Ultrafit. Similar to Enzfitter software, but designed for Apple Macintosh computers. Available from Biosoft, P.O. Box 10938, Ferguson, MO. Telephone: 314-524-8029. E-mail: ab47 cityscape.co.uk.
WEB SITES
Another useful source of programs and information about enzymes and protein biochemistry in general is the Internet. A recent search of the term ‘‘Enzyme’’ yielded over 600 Internet addresses with useful information and analysis packages that the reader can assess. It is well worth the reader’s time to do a little ‘‘surfing’’ on this exciting medium. Rather than attempting a comprehensive listing of these many useful sites, I provide four particularly good starting points for exploring the Internet. Each of these sites contains a wealth of useful information to the biochemist and further provide links to additional Web sites that are of interest.

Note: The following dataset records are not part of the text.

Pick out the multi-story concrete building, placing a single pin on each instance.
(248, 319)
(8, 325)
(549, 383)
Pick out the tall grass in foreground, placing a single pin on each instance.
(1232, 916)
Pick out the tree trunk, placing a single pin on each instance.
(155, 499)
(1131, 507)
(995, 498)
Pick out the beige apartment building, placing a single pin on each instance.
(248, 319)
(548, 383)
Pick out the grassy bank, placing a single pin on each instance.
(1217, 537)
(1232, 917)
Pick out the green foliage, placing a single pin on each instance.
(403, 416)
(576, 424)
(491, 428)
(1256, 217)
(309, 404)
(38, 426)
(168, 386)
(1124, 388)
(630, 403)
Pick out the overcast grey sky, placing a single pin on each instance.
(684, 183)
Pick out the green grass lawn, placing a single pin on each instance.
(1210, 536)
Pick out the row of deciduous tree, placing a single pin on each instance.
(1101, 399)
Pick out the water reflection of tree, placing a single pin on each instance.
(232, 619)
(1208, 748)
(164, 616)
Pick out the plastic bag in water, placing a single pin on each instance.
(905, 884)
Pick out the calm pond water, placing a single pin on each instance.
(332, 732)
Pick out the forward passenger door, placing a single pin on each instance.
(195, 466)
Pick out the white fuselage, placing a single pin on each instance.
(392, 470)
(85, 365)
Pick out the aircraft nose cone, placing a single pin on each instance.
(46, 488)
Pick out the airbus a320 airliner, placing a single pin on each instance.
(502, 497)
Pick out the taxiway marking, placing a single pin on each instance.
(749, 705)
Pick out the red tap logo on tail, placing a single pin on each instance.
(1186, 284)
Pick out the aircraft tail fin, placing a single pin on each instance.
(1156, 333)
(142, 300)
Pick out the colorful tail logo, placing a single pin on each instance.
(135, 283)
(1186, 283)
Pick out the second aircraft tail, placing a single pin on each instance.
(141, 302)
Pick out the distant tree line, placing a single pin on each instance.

Data/Information for Enzymologists and Kineticists
http://www.med.umich.edu/biochem/enzresources/realenzymes.html
This site is part of an online contents page for an enzymology course taught at the University of Michigan. It contains a collection of links to useful Web sites of interest to enzymologists.
The Enzyme Data Bank
http://192.239.77.6/Dan/proteins/ec-enzymes.html
This site provides information on EC numbers, recommended and alternative names, catalytic activities, cofactor utilization, disease association, and other useful facts about enzymes. It is an excellent starting point for gaining information on a particular enzyme of interest.
ExPASy Molecular Biology Server
http://www.expasy.ch
This is the Web site for the molecular biology server of the Swiss Institute of Bioinformatics. It contains a number of useful databases and protein analysis tools. It also provides direct links to other molecular biology and biochemistry Web sites.